Les chercheurs ont présenté les résultats non publiés hier à la conférence 2018 de l'American Society of Human Genetics à San Diego, en Californie.

(…) Cette analyse statistique "trace une ligne de démarcation" entre 46 gènes étroitement liés à la déficience intellectuelle et 50 étroitement liés à l'autisme, explique Jack Kosmicki , un étudiant diplômé du laboratoire de Mark Daly au Massachusetts General Hospital, qui a présenté les résultats hier.

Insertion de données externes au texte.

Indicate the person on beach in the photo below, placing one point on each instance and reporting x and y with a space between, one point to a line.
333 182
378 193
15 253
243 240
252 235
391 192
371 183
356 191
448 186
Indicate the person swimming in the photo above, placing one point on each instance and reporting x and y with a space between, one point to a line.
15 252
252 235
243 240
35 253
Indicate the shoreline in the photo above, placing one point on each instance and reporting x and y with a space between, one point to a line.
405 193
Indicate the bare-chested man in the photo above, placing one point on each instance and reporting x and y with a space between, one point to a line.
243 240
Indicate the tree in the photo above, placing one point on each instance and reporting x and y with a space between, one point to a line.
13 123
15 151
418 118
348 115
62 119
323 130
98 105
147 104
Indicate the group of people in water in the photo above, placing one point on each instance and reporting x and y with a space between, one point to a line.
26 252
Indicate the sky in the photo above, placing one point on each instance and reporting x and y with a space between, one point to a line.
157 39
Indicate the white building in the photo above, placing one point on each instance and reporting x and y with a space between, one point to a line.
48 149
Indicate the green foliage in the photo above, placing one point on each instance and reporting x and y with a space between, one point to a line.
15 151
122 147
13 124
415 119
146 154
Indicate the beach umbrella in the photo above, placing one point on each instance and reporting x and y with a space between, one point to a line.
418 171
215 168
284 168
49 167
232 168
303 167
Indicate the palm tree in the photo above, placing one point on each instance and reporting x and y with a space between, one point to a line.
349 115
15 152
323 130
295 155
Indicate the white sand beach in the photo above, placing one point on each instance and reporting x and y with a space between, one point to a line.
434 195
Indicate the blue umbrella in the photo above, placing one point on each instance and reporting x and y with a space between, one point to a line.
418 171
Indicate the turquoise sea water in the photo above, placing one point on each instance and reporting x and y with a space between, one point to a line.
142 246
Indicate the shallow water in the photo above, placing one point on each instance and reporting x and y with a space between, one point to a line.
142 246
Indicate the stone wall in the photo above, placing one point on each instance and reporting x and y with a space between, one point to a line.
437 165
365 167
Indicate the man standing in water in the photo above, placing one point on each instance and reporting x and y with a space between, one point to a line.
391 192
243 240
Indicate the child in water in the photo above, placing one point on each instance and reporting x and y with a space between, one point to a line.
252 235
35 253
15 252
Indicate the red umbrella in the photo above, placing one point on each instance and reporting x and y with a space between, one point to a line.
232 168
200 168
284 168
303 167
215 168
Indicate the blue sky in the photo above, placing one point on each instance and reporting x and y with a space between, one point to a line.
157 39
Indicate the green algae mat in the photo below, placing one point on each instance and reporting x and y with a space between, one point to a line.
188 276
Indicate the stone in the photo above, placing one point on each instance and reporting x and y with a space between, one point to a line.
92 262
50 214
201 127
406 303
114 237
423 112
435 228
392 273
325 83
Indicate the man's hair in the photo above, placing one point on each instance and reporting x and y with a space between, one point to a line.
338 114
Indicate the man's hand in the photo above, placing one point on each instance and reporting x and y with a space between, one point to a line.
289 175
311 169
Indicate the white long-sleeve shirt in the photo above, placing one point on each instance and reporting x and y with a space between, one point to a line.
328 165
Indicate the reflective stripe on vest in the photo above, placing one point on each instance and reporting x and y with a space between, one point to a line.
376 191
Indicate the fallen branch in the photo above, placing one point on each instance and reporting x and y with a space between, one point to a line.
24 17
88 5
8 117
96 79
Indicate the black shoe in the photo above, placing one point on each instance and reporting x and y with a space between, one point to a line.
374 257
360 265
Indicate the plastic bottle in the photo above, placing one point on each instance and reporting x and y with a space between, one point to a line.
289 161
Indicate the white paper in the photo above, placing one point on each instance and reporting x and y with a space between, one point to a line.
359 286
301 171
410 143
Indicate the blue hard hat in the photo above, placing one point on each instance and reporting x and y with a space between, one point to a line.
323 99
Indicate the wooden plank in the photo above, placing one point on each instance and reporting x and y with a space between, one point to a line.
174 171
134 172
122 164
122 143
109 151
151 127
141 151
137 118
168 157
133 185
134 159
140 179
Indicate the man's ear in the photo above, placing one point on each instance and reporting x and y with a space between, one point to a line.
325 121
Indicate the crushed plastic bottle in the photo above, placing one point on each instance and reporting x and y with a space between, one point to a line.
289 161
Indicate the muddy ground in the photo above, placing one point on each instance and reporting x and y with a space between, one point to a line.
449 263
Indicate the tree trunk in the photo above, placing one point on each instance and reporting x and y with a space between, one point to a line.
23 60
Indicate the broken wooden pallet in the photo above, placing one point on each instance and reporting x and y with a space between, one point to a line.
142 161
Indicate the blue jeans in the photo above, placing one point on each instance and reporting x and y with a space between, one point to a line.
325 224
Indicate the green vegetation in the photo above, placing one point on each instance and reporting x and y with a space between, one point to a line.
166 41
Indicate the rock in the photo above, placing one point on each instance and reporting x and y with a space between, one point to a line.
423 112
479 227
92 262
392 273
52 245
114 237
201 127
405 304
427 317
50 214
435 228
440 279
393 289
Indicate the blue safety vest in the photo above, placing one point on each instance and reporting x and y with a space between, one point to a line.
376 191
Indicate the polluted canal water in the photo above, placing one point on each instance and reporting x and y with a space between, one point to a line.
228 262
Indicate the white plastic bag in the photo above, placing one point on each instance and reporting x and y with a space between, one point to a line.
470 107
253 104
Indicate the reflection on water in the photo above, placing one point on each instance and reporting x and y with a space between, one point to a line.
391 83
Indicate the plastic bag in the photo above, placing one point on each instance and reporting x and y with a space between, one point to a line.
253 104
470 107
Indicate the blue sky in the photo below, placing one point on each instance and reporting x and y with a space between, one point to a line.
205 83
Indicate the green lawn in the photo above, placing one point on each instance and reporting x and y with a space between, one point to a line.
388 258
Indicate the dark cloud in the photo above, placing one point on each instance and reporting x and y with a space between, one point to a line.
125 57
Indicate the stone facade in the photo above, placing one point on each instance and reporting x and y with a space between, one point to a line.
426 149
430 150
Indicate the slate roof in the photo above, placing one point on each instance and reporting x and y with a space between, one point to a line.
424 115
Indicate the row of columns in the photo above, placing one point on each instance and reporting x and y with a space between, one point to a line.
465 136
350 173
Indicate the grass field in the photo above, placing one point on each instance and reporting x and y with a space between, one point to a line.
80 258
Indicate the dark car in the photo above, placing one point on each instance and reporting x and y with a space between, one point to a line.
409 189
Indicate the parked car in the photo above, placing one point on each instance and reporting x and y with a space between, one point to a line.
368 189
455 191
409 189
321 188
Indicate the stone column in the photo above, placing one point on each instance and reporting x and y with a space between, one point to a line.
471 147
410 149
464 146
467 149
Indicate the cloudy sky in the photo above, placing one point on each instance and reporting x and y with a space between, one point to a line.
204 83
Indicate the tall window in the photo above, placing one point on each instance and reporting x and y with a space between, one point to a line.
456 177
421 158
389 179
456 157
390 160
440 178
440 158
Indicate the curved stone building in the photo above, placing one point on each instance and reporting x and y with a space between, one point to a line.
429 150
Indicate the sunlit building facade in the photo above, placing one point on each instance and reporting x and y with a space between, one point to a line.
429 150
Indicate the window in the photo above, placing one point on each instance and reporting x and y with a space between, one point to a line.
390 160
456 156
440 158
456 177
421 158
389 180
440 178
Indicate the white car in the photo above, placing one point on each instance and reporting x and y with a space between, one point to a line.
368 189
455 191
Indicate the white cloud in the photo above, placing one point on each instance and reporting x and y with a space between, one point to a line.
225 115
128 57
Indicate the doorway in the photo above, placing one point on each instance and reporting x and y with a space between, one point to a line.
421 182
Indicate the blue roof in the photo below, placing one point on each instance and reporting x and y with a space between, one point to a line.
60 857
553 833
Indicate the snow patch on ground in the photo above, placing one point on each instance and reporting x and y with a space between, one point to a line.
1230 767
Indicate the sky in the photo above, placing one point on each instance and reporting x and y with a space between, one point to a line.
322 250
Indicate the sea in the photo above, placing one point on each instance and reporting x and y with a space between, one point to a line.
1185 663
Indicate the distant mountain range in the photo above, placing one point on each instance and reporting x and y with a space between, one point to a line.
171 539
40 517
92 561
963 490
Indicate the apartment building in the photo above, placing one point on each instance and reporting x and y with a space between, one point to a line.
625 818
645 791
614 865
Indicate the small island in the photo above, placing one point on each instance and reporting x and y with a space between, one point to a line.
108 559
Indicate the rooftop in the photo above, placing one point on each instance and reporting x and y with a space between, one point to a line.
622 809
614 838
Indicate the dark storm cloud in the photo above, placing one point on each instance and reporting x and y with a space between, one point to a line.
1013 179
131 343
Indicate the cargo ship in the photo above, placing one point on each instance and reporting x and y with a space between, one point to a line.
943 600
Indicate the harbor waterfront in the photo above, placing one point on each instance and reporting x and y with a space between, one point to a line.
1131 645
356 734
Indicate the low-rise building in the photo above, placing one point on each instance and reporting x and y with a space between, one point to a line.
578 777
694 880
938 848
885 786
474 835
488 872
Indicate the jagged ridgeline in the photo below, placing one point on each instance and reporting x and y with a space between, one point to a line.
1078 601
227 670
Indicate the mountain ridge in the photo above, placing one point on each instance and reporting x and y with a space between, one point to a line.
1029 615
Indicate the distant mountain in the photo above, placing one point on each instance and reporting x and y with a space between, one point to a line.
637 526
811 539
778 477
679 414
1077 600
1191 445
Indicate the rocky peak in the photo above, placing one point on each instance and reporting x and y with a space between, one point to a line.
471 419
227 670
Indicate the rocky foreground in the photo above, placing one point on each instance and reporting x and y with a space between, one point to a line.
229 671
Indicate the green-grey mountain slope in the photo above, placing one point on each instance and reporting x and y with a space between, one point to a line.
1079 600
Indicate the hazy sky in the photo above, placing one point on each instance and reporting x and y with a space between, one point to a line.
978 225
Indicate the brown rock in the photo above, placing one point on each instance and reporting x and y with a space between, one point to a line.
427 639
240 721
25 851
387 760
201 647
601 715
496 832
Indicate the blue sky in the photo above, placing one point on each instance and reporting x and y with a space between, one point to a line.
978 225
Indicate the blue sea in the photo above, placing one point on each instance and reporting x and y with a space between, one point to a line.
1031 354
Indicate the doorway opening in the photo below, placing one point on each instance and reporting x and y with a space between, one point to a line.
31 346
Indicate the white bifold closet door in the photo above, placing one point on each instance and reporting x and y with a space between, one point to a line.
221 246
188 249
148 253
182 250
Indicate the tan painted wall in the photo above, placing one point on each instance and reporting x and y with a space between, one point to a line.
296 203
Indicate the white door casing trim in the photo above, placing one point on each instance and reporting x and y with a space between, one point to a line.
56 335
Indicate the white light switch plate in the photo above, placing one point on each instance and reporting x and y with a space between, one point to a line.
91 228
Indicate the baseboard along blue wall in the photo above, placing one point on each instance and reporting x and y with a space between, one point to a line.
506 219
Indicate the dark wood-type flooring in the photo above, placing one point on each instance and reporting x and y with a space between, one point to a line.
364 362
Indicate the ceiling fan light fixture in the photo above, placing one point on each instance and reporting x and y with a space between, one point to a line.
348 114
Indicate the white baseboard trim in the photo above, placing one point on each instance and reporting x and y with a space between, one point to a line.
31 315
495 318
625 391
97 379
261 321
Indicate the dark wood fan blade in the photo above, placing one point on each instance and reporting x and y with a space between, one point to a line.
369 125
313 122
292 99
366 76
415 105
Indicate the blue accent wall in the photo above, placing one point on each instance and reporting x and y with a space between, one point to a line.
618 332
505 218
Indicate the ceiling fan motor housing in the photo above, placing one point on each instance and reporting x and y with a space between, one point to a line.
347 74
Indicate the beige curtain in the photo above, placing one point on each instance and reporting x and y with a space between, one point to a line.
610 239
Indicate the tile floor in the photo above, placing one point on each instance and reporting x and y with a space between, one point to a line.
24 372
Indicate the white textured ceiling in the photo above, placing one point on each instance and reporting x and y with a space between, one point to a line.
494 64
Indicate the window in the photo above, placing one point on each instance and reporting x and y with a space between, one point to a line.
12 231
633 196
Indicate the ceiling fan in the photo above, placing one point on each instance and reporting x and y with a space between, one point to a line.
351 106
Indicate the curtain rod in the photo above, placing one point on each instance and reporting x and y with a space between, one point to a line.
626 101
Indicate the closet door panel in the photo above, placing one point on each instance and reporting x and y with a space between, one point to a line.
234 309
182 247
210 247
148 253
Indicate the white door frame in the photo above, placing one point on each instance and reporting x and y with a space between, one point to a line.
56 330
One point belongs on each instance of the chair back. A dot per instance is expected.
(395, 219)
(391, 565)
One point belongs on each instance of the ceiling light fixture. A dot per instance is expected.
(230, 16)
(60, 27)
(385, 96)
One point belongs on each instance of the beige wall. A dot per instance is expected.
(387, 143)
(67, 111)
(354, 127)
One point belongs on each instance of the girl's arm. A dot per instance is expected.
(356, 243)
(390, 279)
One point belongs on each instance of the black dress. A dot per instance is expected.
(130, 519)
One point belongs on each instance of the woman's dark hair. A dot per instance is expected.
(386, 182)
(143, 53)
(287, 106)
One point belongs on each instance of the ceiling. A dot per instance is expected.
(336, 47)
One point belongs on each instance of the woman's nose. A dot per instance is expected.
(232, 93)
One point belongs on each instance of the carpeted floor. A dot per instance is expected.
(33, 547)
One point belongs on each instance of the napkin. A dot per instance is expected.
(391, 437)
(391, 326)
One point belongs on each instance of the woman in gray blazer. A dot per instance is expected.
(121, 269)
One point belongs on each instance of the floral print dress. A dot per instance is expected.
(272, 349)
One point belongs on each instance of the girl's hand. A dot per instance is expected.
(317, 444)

Autisme, retard de développement peuvent avoir des origines génétiques distinctes

"Autism, developmental delay can have distinct genetic origins » par Jessica Wright  /  11 Mai 2018

Des mutations dans certains gènes contribuent spécifiquement à l'autisme, et d'autres uniquement au retard de développement. Cette constatation suggère que, malgré le chevauchement des deux conditions, leur origine peut être distincte.

Les chercheurs ont présenté les résultats non publiés hier à la réunion annuelle de la 2018 International Society for Autism Research à Rotterdam, aux Pays-Bas.

«Nous savons qu’il existe un lien étroit entre retard de développement et autisme, et je pense que nous craignions de ne capturer que la composante retard de développement de l’autisme», déclare Stephan Sanders, professeur adjoint de psychiatrie à l’Université de Californie à San Francisco. "Ces résultats réfutent cela et suggèrent qu'il existe un risque réel de dégradation sociale provenant de certains de ces gènes."

(…)

Ils ont découvert que le fait d'avoir une mutation liée aux deux conditions abaisse le quotient d'intelligence verbale de la marge la plus large, suivi des gènes de déficience développementale, puis de ceux affectant l'autisme.